2ème jour – Emberlificoter
1er novembre. Toujours les mêmes infos déprimantes : la guerre, les bombes, les catastrophes naturelles... mais parmi toutes ces mauvaises nouvelles, j'en ai entendu une réconfortante. Dans le concert de voix anti-immigration, il y en a une qui se distingue, c'est celle de Pedro Sanchez, ton premier ministre d'adoption. Il a dit que l'immigration était une chance pour l'Espagne, car à tous les âges de la vie, du premier jour jusqu'à la vieillesse, les Espagnols ont la chance d'avoir des immigrés pour prendre soin d'eux. Et il a ajouté que l'Espagne, autrefois pays d'immigration, ne peut pas rejeter ceux qui viennent aujourd'hui chercher refuge chez elle et y travailler. Au moins, c'est un discours clair et pas emberlificoté comme ceux de nos hommes politiques français de tous bords.
3ème jour – Rouille
2 novembre. Aujourd'hui, j'ai acheté de nouveaux rideaux pour le salon. Avec le tapis marocain, à dominante rouge, les meubles en bois clair et le piano noir, j'ai finalement choisi un imprimé sur fond rouille. Ça rend bien ! Encore mieux que je ne pensais.
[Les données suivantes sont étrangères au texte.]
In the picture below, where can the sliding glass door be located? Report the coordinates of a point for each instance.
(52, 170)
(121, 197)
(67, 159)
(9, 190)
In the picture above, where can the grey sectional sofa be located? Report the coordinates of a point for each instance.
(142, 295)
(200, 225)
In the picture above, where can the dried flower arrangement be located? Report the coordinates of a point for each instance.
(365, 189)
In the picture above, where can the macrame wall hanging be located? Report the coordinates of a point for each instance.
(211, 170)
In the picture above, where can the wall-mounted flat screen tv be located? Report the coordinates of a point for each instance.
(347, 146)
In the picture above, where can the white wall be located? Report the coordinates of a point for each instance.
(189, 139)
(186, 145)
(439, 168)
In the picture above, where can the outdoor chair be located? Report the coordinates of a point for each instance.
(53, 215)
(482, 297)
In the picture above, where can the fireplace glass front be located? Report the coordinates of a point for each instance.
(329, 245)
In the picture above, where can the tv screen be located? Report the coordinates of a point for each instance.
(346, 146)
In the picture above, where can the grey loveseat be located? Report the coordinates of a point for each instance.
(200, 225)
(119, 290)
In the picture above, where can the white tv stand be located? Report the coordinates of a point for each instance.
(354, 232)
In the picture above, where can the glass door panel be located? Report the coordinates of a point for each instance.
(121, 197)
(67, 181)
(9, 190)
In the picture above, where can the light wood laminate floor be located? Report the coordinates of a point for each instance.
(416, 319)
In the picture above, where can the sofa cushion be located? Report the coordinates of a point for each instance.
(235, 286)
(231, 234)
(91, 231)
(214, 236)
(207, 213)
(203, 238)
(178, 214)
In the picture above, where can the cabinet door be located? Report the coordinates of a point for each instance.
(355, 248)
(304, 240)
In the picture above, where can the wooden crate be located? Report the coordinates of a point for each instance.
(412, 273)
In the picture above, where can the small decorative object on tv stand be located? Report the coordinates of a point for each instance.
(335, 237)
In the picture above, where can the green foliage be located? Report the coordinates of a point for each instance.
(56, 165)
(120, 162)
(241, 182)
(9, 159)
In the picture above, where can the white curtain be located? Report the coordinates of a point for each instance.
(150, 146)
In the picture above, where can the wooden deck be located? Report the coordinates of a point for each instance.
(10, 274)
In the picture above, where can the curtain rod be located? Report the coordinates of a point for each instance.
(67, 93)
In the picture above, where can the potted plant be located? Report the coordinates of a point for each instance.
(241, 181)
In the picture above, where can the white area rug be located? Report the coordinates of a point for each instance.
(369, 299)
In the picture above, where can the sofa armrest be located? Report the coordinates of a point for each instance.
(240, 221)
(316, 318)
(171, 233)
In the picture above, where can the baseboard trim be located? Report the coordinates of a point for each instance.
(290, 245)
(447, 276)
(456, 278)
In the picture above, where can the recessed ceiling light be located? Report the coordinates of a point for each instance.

On revient du cinéma. On a vu un film indien (d'Inde). C'est le portrait de trois femmes (20 ans, 40 ans et 60 ans) qui vivent dans la mégapole de Mumbai. C'est un film intimiste qui montre bien les relations de ces trois femmes entre elles ainsi que tous les problèmes auxquels elles doivent faire face et ils sont nombreux (l'expulsion de la plus vieille de son appartement, les amours impossibles de la plus jeune avec un garçon musulman et la troisième, guère mieux lotie, car son mari vit en Allemagne depuis cinq ans et semble l'avoir oubliée...). La réalisatrice, très proche de ses trois actrices, toutes distinguées au dernier festival de Cannes, nous entraîne dans un univers bien éloigné de Bollywood. Si jamais le film sort en Espagne, va le voir. Pour la sortie en France, on a gardé le titre anglais : « All we imagine as light ». En Espagne, ce ne sera peut-être pas le même titre.
4ème jour – Chaudron
3 novembre. Ce dimanche, on a fait une petite rando avec Valérie et Sonia. On est allé à Lauret et on est tombé par hasard sur une fête, sur la place du village. C'était la fête de la soupe. Dans plusieurs chaudrons, sur des braseros, on faisait cuire toutes sortes de soupe : à l'oignon, au potimarron, aux châtaignes. On est arrivé vers 11h. C'était trop tôt pour manger, mais on a raccourci la balade car on ne voulait pas manquer cette occasion. On a bien fait car elles étaient délicieuses. En plus, il y avait une petite fanfare qui mettait de l'ambiance : c'était très festif. On est rentré tôt à la maison et on a fini la journée autour d'une partie de Dixit. Valérie était à fond dans le jeu. On a bien ri et ça fait du bien !
5ème jour – Indulgent
4 novembre. Lundi, ça va comme un lundi. Alors sois indulgente si je n'ai pas grand-chose à écrire aujourd'hui. Je me suis imposé entre 250 et 750 signes par jour. C'est un concours de nouvelles trouvé sur internet qui m'a donné cette idée. D'ailleurs, je vais peut-être le faire, ce concours. Je ne suis pas encore complètement décidée. On verra. Je te tiendrai au courant.
6ème jour – Épiphanie
5 novembre. Une fois de plus à la radio, dans une interview, j'ai entendu l'expression « C’était une épiphanie ». Avant l’épiphanie, c'était seulement la fête des rois mages, le 6 janvier. D'ailleurs tu verras que c'est beaucoup plus fêté en Espagne que chez nous. Ce jour-là, il y a des défilés dans les rues avec les trois rois mages et ce sont eux qui apportent les jouets aux enfants. Il paraît qu'on ne parle même pas du Père Noël là-bas.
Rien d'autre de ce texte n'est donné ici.